PDG enables three main use cases:

  • Full-cycle proof of validators. Enables a non-custodial deposit mechanism by using guarantee ETH as collateral. Follow the main guide.
  • PDG shortcut. Allows skipping the pre-deposit steps and depositing directly to a validator without using PDG initially. The validator can later be associated with the vault by proving it through PDG. This path is applicable when there is unconditional trust between the Node Operator and the Vault Owner. Follow the shortcut guide.
  • Adding existing validators. Lets you connect an existing validator from external staking infrastructure to an stVault as an advanced integration use case.

Read more: Technical details; GitHub Repository.
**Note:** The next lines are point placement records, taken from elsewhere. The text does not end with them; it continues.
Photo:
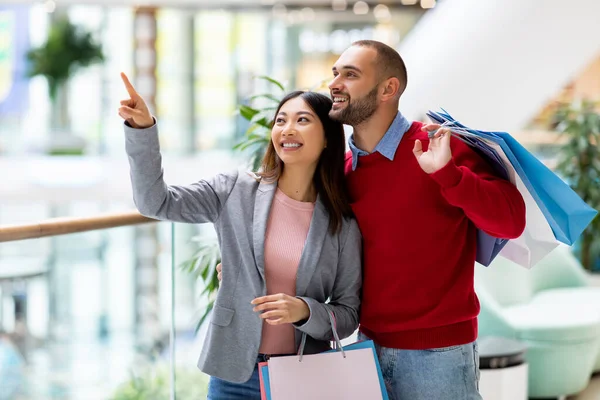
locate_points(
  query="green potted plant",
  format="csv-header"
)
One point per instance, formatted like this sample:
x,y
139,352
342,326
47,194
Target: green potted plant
x,y
67,49
579,164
Monitor stVault health and rebalance

The key stVault metrics that the Vault Owner should monitor and control are:

  • Utilization ratio -- the share of the stETH minting capacity currently used by the Vault Owner. Learn more
  • Health Factor -- a metric that reflects the economic state of the vault. It shows how the stETH liability is collateralized by the Total Value. A Health Factor of 100% corresponds to the Forced Rebalance Threshold, meaning that if the Health Factor falls below 100%, the stVault becomes subject to forced rebalancing. Learn more

The Health Factor metric may decrease as a result of validator underperformance, penalties, or a slashing event.

If this happens, there are three main options available:

  • Supply ETH to increase Total Value.
  • Repay stETH to reduce stETH liability.
  • Rebalance ETH (optionally combined with a supply in a single transaction).

Rebalancing involves transferring available ETH from the stVault balance to Lido Core, receiving stETH at a 1:1 ratio, and repaying it back to the stVault. This reduces stETH Liability and thereby increases the Health Factor.

Rebalancing is performed in one transacion.

The amount of ETH required for rebalancing to bring the Utilization Ratio to 100% depends on the current Health Factor and Reserve Ratio. It can be pre-calculated manually using the formula, or via the built-in methods.

by Formula

ETH for rebalance = stETH Liability - (1 - Reserve Ratio * Total Value ) / Reserve Ratio

by Command-line Interface

Will be supported later on testnet-3

using Etherscan UI
  1. Open Etherscan and navigate to the VaultHub contract by its address (available in the stVaults contract addresses list, see #Environments).
  2. Since this contract is a proxy, complete the verification steps once (if not done before):
    • Go to Contract → Code.
    • Click More options.
    • Select Is this a proxy?.
    • Click Verify in the dialog.
    • Return to the contract details page.
  3. Open the Contract tab → Read as Proxy.
  4. Click Connect to Web3 and connect your wallet in the dialog window.
  5. Find the method healthShortfallShares in the list, fill out the input with the vault contract address, and click Query.
  6. Receive the result right under the submit button.